1.a Create user kafka

We will use Kafka downloaded from Seagate's repository; and by default, that Kafka is configured to be run by kafka user in kafka group, thus we have to create such user and group.

sudo su 
adduser kafka
usermod -aG wheel kafka
echo "kafka ALL=(ALL) NOPASSWD: ALL" >> /etc/sudoers.d/90-cloud-init-users

groupadd --force kafka
usermod --append --groups kafka kafka
exit

Installation Mode:

A. Kafka 1 node Setup

Kafka Configuration (server.properties)

The following has to be configured in /opt/kafka/config/server.properties

Configure the below if hostname or FQDN (fully qualified domain name) is used in zookeeper.connect

# The address the socket server listens on. It will get the value returned from
# java.net.InetAddress.getCanonicalHostName() if not configured.
#   FORMAT:
#     listeners = listener_name://host_name:port
#   EXAMPLE:
#     listeners = PLAINTEXT://your.host.name:9092
listeners=PLAINTEXT://{hostname/FQDN}:9092

Configure the below to make delete(purge) interface work

# The interval at which log segments are checked to see if they can be deleted according 
# to the retention policies 
log.retention.check.interval.ms=1 
log.delete.delay.ms=1 
log.flush.offset.checkpoint.interval.ms=1 

Configure below to indicate log directory for kafka broker

log.dirs=/var/local/data/kafka

Make below changes to indicate data and log directory for zookeeper in file /opt/kafka/config/zookeeper.properties. Since kafka is nohome user, make use of below directories.

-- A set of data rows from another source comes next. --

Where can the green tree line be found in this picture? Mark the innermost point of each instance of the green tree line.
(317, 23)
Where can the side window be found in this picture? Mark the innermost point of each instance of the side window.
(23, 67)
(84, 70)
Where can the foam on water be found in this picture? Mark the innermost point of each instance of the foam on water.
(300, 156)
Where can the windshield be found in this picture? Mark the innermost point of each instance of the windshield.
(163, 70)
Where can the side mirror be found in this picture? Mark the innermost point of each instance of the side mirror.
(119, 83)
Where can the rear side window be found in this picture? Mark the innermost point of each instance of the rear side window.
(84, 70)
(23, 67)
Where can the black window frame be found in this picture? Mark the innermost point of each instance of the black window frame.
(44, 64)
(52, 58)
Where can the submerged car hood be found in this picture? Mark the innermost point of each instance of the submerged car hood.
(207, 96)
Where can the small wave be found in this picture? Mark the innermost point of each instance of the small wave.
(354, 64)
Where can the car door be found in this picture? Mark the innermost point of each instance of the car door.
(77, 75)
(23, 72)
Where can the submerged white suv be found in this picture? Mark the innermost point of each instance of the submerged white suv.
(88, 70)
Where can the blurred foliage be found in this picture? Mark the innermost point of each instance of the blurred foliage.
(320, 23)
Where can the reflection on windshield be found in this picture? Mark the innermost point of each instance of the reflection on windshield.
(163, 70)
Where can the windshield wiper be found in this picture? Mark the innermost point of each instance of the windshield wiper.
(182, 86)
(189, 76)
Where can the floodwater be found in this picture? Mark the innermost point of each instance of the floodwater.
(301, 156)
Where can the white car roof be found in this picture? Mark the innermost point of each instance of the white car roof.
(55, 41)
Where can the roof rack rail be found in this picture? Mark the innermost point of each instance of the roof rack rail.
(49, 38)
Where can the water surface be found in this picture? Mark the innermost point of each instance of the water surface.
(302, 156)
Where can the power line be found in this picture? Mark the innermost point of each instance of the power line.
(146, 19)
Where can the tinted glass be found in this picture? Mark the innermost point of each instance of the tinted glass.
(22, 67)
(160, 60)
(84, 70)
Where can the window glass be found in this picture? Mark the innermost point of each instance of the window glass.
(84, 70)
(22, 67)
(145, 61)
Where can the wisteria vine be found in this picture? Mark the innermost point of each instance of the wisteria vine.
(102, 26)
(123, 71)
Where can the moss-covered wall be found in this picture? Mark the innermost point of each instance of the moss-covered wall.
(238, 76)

dataLogDir=/var/log/zookeeper
dataDir=/var/lib/zookeeper
Note:

If in case any directory like datadir/logdir is already present, then clean the content of that directory before starting zookeeper and kafka broker. Ensure that these directories have proper ownership (kafka:kafka). Use the following command to change the ownership

If in case datadir and datalogdir are not present, please create them.

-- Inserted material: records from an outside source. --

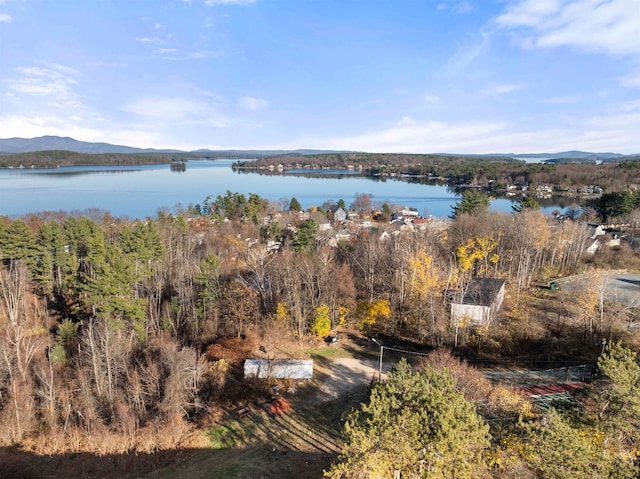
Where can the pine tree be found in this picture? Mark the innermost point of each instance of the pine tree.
(294, 205)
(414, 425)
(471, 202)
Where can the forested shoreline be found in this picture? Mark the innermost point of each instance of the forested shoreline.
(492, 173)
(115, 334)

mkdir -p /var/log/zookeeper
mkdir -p /var/lib/zookeeper
mkdir -p /var/local/data/kafka

# Make sure that kafka:kafka has access to the dataDir and logDir, including the parent directories
chown -R kafka:kafka /var/lib/zookeeper
chown -R kafka:kafka /var/log/zookeeper
chown -R kafka:kafka /var/local/data/kafka

Using systemctl command for controlling kafka and zookeeper services.

Enable services

systemctl enable kafka-zookeeper
systemctl enable kafka

Start services and check the status

systemctl start kafka-zookeeper
sleep 5 # (kafka service needs zookeeper service to be up and running.)
systemctl status kafka-zookeeper
systemctl start kafka 
systemctl status kafka
# Make sure that you see `Active: active (running)` when checking the status of both systems.

How to stop Services

systemctl stop kafka
systemctl stop kafka-zookeeper

B. Kafka 3 node Cluster Setup

Download the kafka rpm using the command and install it in all the nodes

curl "http://cortx-storage.colo.seagate.com/releases/cortx/third-party-deps/centos/centos-7.8.2003-2.0.0-latest/commons/kafka/kafka-2.13_2.7.0-el7.x86_64.rpm" -o kafka.rpm
yum install kafka.rpm

If above location is not reachable, then find the Kafka rpm in this tar image - https://github.com/Seagate/cortx/releases/download/third-party-deps-1.0.0-0/third-party-centos-7.8.2003-1.0.0-0.tar.gz

Kafka Configuration

Kafka configuration involves setting up server.properties, zookeeper.properties, creating myid file and setting correct ownership to datadir.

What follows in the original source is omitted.